MiRNAs can downregulate gene expression by two posttranscriptional mechanisms: mRNA cleavage or translational repression. In animals, miRNA is thought to have a repressive effect that influences protein expression, not the mRNA levels. However, it has been estimated that over 80 percent of miRNAs acted to lower mRNA levels, which shows that mRNA destabilization is the primary action mode of miRNAs on target mRNAs [35]. In addition, studies have shown that SNPs in seed-sites region can significantly change the expression of the target mRNA and protein [36-40]. eQTL analysis is an experimental method for exploring the relationship between SNPs and mRNA expression at a high throughput. Genetic variants that create or destroy an miRNA binding site may be the casual cis-acting eQTLs. The combination of our MirSNP database and eQTL data will provide possible explanations for the eQTLs. We have already identified four SNPs in prediected miRNA target sites that were proven to be brain eQTLs in three independent studies. Further experiments are needed to prove that these eQTLs affect gene expression through an miRNA mechanism. On the other hand, using GWAS, enormous numbers of associations between SNPs and diseases have been reported. There are many disease-associated SNPs that function by miRNA regulation. Overlapping miRNA-related SNPs and the existing GWAS data could identify possible biological mechanisms for these disease-associated variations and provide the in silico basis for further studies.

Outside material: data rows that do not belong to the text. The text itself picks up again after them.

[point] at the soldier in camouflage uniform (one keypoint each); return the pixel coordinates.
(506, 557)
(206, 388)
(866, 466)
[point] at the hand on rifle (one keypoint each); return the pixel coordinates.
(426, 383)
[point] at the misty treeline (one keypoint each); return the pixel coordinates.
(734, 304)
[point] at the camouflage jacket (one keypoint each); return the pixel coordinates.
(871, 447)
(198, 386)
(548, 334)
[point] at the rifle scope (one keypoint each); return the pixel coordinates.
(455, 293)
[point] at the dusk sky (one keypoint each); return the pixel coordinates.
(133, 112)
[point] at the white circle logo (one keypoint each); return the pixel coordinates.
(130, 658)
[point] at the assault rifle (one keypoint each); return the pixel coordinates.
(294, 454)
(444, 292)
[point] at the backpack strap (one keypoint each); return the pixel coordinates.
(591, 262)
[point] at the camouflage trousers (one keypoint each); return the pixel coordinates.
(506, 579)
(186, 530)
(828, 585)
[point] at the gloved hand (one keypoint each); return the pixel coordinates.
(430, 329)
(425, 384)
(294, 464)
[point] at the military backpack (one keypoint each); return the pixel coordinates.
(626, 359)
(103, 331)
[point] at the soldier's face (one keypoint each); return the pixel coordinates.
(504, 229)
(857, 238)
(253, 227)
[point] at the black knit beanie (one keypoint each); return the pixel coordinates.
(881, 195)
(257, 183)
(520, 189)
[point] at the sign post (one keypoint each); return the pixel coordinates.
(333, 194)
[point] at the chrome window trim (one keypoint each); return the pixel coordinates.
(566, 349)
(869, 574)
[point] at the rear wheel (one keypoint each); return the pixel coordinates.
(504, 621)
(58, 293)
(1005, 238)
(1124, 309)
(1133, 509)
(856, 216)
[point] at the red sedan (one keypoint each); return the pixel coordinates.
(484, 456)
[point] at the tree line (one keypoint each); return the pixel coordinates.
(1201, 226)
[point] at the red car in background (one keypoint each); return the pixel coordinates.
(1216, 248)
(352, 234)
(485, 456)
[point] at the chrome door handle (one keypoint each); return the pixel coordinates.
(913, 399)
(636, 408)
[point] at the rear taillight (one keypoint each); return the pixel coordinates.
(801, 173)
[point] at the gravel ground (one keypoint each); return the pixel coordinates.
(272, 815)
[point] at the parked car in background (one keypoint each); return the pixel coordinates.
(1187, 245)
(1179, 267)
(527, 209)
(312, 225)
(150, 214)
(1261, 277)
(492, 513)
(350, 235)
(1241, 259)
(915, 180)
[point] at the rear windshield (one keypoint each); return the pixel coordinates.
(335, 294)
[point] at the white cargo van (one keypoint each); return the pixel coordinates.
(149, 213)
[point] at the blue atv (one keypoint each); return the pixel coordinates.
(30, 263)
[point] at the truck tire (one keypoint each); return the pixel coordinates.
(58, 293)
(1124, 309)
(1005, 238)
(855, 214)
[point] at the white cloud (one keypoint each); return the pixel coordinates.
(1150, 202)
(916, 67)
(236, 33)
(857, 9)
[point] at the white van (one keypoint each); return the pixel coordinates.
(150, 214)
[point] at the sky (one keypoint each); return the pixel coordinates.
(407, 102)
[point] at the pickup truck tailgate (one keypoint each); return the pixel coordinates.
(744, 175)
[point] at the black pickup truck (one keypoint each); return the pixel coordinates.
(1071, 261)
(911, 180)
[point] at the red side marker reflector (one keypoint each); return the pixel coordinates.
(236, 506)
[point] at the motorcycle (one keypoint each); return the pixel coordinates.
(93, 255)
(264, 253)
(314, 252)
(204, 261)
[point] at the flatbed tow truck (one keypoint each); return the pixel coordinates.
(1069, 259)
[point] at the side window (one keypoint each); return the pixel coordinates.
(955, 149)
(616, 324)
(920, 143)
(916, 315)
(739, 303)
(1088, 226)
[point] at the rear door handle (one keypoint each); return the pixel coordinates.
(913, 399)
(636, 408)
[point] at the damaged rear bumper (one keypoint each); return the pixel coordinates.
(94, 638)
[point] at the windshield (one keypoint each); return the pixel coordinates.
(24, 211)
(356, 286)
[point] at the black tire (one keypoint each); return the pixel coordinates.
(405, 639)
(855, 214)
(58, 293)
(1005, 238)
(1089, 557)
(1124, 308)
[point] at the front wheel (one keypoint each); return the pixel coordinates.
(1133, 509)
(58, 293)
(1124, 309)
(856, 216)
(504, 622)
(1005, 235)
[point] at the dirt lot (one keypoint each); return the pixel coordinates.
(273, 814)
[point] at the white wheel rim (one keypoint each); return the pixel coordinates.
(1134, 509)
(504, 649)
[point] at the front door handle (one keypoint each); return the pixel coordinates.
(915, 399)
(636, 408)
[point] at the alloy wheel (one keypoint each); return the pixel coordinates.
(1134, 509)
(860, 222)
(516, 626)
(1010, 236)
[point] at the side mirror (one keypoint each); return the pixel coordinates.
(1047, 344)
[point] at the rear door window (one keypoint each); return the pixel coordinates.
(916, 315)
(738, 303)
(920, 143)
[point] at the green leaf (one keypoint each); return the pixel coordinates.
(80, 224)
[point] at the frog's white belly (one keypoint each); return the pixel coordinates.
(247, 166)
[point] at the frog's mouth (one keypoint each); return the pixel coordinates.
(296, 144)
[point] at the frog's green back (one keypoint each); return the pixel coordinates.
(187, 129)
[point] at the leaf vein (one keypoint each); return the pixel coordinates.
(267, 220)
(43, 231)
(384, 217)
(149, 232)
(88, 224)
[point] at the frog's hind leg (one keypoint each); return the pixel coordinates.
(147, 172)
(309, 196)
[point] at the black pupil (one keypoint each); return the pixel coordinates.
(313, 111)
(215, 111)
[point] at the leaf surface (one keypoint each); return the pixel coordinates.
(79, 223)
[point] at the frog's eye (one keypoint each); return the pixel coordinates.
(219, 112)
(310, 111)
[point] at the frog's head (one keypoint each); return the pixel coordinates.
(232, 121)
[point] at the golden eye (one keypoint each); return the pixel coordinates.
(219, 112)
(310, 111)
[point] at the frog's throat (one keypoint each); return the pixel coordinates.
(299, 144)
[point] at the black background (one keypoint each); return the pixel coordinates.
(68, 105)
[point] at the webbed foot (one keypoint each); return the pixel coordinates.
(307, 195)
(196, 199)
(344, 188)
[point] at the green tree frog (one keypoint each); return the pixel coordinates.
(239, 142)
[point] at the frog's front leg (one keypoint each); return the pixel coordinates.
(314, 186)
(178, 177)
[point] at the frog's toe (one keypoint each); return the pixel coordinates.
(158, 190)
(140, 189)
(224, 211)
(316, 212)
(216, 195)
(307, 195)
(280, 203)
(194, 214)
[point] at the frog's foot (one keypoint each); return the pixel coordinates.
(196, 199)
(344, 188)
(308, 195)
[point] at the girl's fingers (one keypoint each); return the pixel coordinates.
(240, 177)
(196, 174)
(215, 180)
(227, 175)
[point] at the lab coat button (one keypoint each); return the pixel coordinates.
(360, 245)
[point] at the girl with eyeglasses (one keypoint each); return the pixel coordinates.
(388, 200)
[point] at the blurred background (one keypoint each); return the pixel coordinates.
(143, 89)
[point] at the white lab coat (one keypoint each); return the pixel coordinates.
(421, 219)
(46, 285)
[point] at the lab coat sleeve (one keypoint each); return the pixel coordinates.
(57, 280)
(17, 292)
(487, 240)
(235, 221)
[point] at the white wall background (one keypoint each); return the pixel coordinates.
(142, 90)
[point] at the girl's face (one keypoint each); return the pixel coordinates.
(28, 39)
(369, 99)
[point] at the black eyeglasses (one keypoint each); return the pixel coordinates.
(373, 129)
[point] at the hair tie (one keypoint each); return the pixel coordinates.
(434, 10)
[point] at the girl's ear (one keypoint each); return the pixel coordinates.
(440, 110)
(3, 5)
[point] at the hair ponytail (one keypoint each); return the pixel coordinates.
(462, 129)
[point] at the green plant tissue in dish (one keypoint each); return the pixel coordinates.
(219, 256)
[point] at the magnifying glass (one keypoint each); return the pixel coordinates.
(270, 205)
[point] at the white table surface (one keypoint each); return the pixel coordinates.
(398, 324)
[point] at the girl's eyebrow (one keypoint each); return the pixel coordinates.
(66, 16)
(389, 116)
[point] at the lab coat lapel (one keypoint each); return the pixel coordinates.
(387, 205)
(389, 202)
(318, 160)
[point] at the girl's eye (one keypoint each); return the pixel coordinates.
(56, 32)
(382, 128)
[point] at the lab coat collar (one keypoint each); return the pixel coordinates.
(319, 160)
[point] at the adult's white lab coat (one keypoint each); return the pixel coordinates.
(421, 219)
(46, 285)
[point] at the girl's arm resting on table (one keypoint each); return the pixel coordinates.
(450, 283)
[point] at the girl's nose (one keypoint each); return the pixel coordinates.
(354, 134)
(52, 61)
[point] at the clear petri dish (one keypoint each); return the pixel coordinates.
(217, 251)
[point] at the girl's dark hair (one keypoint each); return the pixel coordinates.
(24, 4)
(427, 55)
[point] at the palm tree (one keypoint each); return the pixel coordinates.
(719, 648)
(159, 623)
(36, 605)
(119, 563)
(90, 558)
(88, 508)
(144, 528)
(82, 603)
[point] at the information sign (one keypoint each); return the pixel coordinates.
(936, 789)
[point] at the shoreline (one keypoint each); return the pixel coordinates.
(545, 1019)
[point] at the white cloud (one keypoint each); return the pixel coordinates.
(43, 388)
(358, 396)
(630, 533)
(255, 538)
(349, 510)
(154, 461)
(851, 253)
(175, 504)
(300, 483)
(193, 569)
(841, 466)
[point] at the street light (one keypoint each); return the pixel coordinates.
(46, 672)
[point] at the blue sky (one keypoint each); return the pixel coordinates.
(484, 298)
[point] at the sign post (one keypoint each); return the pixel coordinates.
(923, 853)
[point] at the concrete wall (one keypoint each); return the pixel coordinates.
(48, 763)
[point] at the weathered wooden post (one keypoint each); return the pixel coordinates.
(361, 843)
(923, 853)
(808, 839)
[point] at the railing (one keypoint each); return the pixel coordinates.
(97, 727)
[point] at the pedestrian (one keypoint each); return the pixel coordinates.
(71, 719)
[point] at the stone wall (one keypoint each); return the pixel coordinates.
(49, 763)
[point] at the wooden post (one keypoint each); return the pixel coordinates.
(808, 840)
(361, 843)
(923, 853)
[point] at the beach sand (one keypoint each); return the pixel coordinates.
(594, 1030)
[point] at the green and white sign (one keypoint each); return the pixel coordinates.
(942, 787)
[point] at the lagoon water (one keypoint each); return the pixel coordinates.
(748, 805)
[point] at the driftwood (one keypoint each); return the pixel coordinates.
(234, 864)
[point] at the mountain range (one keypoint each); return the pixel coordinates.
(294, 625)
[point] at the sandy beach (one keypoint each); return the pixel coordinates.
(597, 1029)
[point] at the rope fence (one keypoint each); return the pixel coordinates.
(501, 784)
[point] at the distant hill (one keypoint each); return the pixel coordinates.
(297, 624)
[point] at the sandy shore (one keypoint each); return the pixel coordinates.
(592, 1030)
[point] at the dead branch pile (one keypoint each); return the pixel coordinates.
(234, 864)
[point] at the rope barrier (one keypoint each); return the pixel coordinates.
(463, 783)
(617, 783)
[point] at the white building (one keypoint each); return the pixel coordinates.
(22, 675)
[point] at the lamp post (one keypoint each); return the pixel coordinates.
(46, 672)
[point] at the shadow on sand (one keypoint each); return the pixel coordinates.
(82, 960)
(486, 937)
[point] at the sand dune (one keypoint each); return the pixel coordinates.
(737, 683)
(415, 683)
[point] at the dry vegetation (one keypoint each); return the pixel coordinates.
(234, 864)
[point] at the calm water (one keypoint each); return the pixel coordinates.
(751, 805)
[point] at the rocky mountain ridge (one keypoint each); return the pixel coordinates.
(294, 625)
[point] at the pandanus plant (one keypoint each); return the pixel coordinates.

Our aim was to merge the MirSNP database with high throughput SNP experimental data. We identified many SNPs in predicted miRNA targets and indicated their potential functions based on sequence algorithms. Unfortunately, the expression information of miRNAs and mRNAs are not supplied in our database. We considered the possibility of an miRNA and mRNA combining, but under the complex mechanism of spatial and temporal expression, we had no idea if the two molecules would encounter each other in vivo. Combining MirSNP with additional databases containing expression information, such as miRGator [41], would improve the functionality of the database.

Conclusions

MirSNP is a database of SNPs in predicted miRNA target sites, based on information from dbSNP135 and mirBASE18. MirSNP is highly sensitive and covers most experiments confirmed SNPs that affect miRNA function. The results suggest that our prediction and data processing are full-scale. MirSNP may be combined with researchers’ own GWAS or eQTL positive data sets to identify the putative miRNA-related SNPs from traits/diseases associated variants. We aim to update the MirSNP database as new versions of mirBASE and dbSNP database become available.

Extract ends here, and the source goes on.